Что можно сказать о бесподобной Марии Антоновне? Все современники-мужчины при виде ее говорили одновременно: «Ах!» Сардинский посланник Ж. де Местр писал о ней: «Прелестная Мария Антония принимала гостей в белом платье, а в черных ее волосах не было ни бриллиантов, ни жемчуга, ни цветов; она прекрасно знает, что ей ничего подобного не надобно. Le negligenze sue sano artifice («Безыскусность — лучшее ее украшение» — ит.). Время как будто соскальзывает с сей женщины, как вода с навощенного холста»12. Не самый большой поклонник женщин вообще Ф. Ф. Вигель писал о ней: «Кому в России неизвестно имя Марии Антоновны Я помню, как в первый год пребывания моего в Петербурге, разиня рот, стоял я перед ее ложей (в театре. — Е. А.) и преглупым образом дивился ее красоте, до того совершенной, что она казалась неестественною, невозможною; скажу только одно: в Петербурге, тогда изобиловавшем красавицами, она была гораздо лучше всех. О взаимной любви ее с императором Александром я не позволил бы себе говорить, если бы для кого-нибудь она оставалась тайной, но эта связь не имела ничего похожего с теми, кои обыкновенно бывают у других венценосцев с подданными. Молодая чета одних лет, равной красоты, покорилась могуществу всесильной любви, предалась страсти своей, хотя и с опасением общего порицания. Но кто мог устоять против пленительного Александра, не царя, но юноши? Кто бы не влюбился в Марью Антоновну, хотя бы она была и горничная? Честолюбие, властолюбие, подлая корысть были тут дело постороннее. Госпожа Нарышкина рождением, именем, саном, богатством высоко стояла в обществе… никакие новые, высокие титла, несметные сокровища или наружные блестящие знаки отличия не обесславили ее привязанности». Сколь здесь мягок и даже восторжен обычно язвительный и желчный Филипп Филиппович! Все это — поразительный эффект божественной красоты.
Но все же Мария Антоновна при русском дворе не была новой мадам Помпадур. Она вела себя довольно скромно, появлялась там только в праздничные дни, сверкая своей необыкновенной красотой, которую подчеркивали часто не бриллианты, а скромный букетик живых цветов на ее груди. Мария Антоновна не блистала особым умом, но и не была тщеславной или жадной до богатств. Как вспоминал в мемуарах сардинский посланник Ж. де Местр, «она пользовалась уважением лучшего петербургского общества, и первые лица империи почитали за честь бывать у нее… Она никогда не вмешивалась в политику, что, вероятно, и способствовало долгой привязанности к ней императора»13. Действительно, Нарышкина не рвалась к власти, хотя имела, уже в силу своего положения, влияние и иногда пользовалась им. Для всех это была «привычная власть благодаря той весьма несчастной, предосудительной и вместе с тем естественной связи» (Ж. де Местр).

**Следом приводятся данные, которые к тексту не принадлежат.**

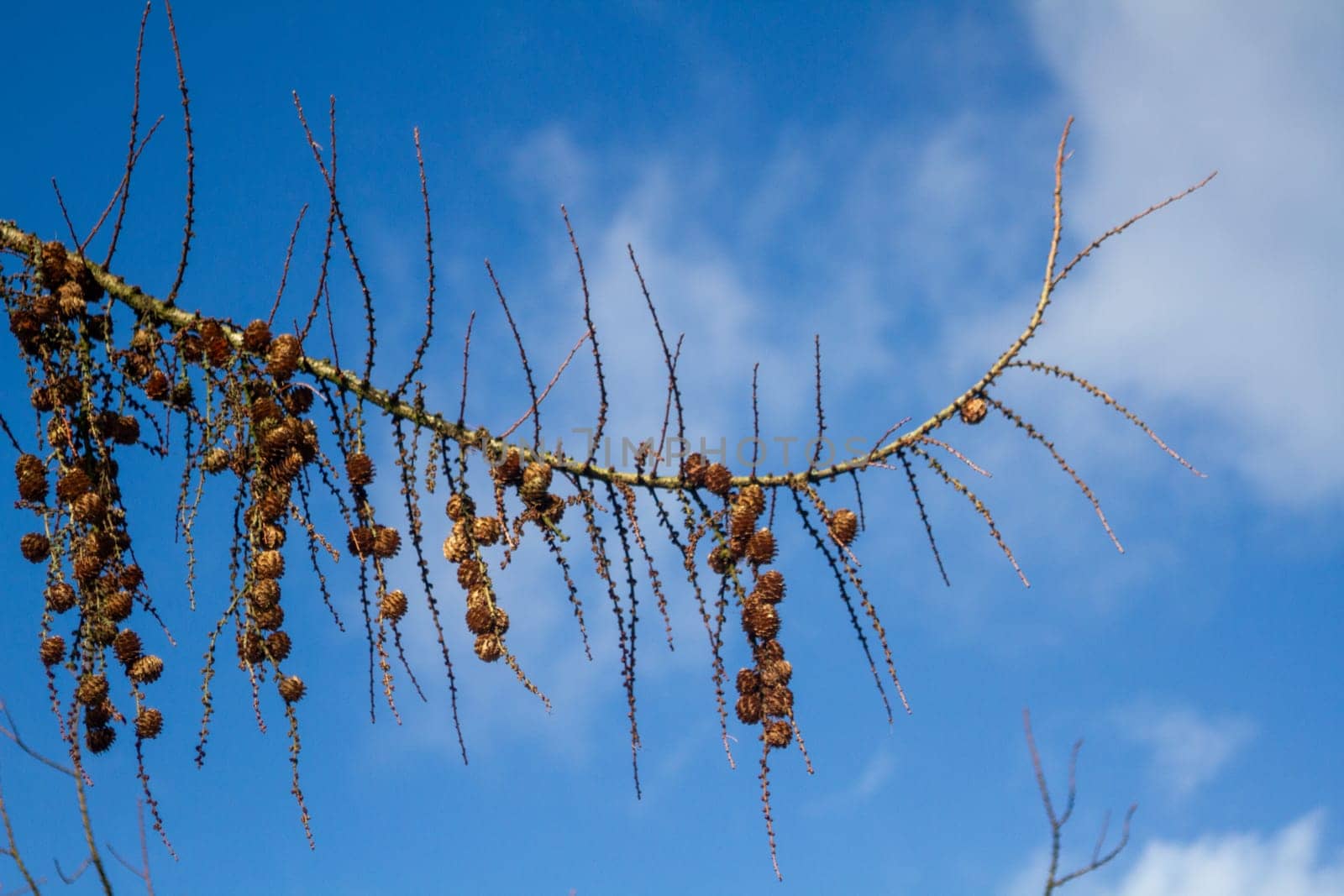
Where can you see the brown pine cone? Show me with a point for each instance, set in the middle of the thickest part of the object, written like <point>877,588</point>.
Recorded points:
<point>291,688</point>
<point>150,721</point>
<point>718,479</point>
<point>53,651</point>
<point>974,410</point>
<point>844,526</point>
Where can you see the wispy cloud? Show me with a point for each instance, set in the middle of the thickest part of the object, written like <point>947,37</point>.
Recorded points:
<point>1285,862</point>
<point>1189,748</point>
<point>1230,309</point>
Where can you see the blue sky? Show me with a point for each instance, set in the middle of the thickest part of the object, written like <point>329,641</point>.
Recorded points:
<point>878,176</point>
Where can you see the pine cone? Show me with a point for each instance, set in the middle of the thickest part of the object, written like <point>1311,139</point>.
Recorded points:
<point>60,597</point>
<point>974,410</point>
<point>769,587</point>
<point>761,547</point>
<point>291,688</point>
<point>100,739</point>
<point>360,469</point>
<point>92,689</point>
<point>759,620</point>
<point>490,647</point>
<point>718,479</point>
<point>844,526</point>
<point>150,721</point>
<point>31,474</point>
<point>257,338</point>
<point>35,547</point>
<point>127,647</point>
<point>393,606</point>
<point>147,669</point>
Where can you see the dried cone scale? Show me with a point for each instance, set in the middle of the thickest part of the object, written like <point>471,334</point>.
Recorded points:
<point>974,410</point>
<point>844,526</point>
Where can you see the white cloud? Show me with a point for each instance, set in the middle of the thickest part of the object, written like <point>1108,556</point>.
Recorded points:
<point>1284,864</point>
<point>1288,862</point>
<point>1189,750</point>
<point>1227,308</point>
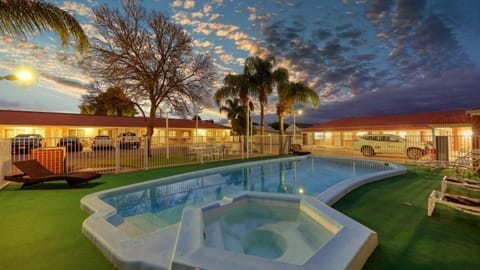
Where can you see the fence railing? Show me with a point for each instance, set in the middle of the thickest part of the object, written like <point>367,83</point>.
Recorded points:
<point>115,155</point>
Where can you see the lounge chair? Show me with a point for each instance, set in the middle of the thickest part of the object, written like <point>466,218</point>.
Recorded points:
<point>464,183</point>
<point>297,149</point>
<point>35,173</point>
<point>458,202</point>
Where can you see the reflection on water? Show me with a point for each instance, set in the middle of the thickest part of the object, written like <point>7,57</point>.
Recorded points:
<point>163,203</point>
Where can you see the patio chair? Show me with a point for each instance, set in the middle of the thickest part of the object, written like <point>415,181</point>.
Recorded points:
<point>469,161</point>
<point>461,203</point>
<point>297,149</point>
<point>461,182</point>
<point>35,173</point>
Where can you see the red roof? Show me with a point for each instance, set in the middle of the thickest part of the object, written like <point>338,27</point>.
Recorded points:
<point>411,121</point>
<point>8,117</point>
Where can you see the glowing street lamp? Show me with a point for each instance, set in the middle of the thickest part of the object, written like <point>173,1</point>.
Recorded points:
<point>300,112</point>
<point>9,77</point>
<point>23,75</point>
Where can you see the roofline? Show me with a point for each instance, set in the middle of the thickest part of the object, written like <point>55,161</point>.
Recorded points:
<point>82,120</point>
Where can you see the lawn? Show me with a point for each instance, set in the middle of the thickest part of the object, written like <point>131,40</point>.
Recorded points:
<point>41,226</point>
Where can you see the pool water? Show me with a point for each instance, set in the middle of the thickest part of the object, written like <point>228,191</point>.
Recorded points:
<point>152,207</point>
<point>282,233</point>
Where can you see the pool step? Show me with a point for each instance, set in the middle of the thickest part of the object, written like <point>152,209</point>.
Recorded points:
<point>213,235</point>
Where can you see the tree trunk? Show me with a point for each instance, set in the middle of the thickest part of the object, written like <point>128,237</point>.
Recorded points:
<point>150,129</point>
<point>262,125</point>
<point>282,132</point>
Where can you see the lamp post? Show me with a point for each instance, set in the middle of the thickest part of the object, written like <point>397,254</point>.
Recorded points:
<point>294,126</point>
<point>168,134</point>
<point>9,77</point>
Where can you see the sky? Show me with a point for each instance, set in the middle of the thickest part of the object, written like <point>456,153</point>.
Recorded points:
<point>362,57</point>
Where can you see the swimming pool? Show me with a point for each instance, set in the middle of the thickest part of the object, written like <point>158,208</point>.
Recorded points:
<point>141,221</point>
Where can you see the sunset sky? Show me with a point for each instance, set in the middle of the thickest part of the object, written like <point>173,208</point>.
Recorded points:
<point>362,57</point>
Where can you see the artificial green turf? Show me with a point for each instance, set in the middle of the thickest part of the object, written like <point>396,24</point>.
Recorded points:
<point>396,209</point>
<point>41,225</point>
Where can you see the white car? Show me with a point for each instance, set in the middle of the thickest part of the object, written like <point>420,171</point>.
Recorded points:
<point>373,144</point>
<point>102,142</point>
<point>129,140</point>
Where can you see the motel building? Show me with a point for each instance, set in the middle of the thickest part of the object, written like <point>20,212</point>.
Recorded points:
<point>52,126</point>
<point>449,131</point>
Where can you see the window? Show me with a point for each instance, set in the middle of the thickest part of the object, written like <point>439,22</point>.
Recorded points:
<point>105,132</point>
<point>76,133</point>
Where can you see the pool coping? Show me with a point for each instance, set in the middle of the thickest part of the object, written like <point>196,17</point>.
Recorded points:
<point>155,250</point>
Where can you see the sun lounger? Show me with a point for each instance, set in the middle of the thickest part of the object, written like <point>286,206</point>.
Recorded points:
<point>297,149</point>
<point>464,183</point>
<point>458,202</point>
<point>35,173</point>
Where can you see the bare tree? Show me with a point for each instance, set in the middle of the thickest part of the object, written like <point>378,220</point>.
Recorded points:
<point>151,59</point>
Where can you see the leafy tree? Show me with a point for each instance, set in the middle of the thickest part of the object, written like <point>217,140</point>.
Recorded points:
<point>111,102</point>
<point>151,59</point>
<point>21,17</point>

Денис Давыдов в своих мемуарах описывает, как действовал механизм этого влияния. Дело в том, что он, молодой гусарский ротмистр, был переведен в 1806 году поручиком в лейб-гвардии Гусарский полк, стоявший в Павловске. Его эскадронным командиром был Борис Четвертинский, брат Марии Антоновны. «Славное житье, — писал Вигель, — было тогда меньшому их (речь идет о сестрах Четвертинских. — Е. А.) брату Борису Антоновичу, молоденькому полковнику, милому, доброму, отважному, живому, веселому. Писаному, как говорится, красавчику. В старости сохраняем мы часто привычки молодости, а в молодости остается у нас много ребяческого. Так и Четвертинский, служивший в Преображенском полку, все бредил одним гусарским мундиром и легкокавалерийской службой, пока желания его, наконец, не исполнились и его перевели в гусары. В любимом мундире делал он кампании против французов и дрался с той храбростью, с какою дерутся только поляки и русские»14. Ольри также писал о том, что «этот молодой человек, преисполненный благородства»15, позволял себе возражать цесаревичу Константину и даже чуть было не вызвал его на дуэль — подобные ситуации в жизни необычайно грубого и вспыльчивого Константина Павловича бывали не раз.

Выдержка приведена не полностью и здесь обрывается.